Researchers often use network analysis as a tool for displaying complex data. But you should also know that one must be very careful not to over-interpret network plots. This is because there is no single rule for how to display networks, and network plots can obscure interesting patterns or be misleading if the layout format does not match the purpose. With that said, network plots can be a useful and powerful way to get your message across if used appropriately.
The plotting function in igraph comes with a lot of different options. We have used several arguments already, but if you want to explore the ins and outs of plotting in R, look up ?igraph.plotting
. I also highly recommend my favorite web tutorial on static and dynamic network visualization by Katya Ognyanova. This site is going to cover the very basics, but I highly recommend her site when you feel ready to do more.

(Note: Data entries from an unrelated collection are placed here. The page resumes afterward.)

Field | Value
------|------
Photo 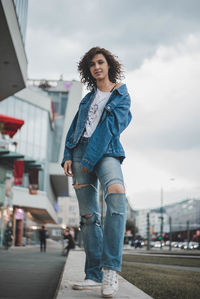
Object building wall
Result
[14,0,28,41]
[165,199,200,231]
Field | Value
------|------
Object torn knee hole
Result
[107,184,125,193]
[74,181,89,189]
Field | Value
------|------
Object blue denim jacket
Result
[61,84,132,170]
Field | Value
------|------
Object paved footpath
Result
[57,250,152,299]
[0,240,65,299]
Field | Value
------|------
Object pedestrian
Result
[63,227,76,257]
[61,47,131,297]
[3,221,13,250]
[39,225,47,252]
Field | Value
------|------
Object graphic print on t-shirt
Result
[83,89,111,137]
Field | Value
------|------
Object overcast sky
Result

Here, we will deal with two main topics: (1) layout functions and how to merge network data and (2) attribute data to illustrate the network.
Let’s start where we left of Lesson 2 and make a network out of a fictional adjacency matrix:
library(igraph)
## Warning: package 'igraph' was built under R version 3.5.2
##
## Attaching package: 'igraph'
## The following objects are masked from 'package:stats':
##
## decompose, spectrum
## The following object is masked from 'package:base':
##
## union
am=as.matrix(read.csv("https://dshizuka.github.io/networkanalysis/SampleData/sample_adjmatrix.csv", header=T, row.names=1))
am
## Adam Betty Charles Daniel Esther Frank Gina
## Adam 0 1 0 1 0 4 0
## Betty 1 0 3 1 0 2 0
## Charles 0 3 0 0 0 0 0
## Daniel 1 1 0 0 1 1 0
## Esther 0 0 0 1 0 1 0
## Frank 4 2 0 1 1 0 2
## Gina 0 0 0 0 0 2 0
g=graph_from_adjacency_matrix(am, mode="undirected", weighted=T)
plot(g, edge.width=E(g)$weight)
There are several graph layout functions in igraph. You can use these layout functions inside the plot()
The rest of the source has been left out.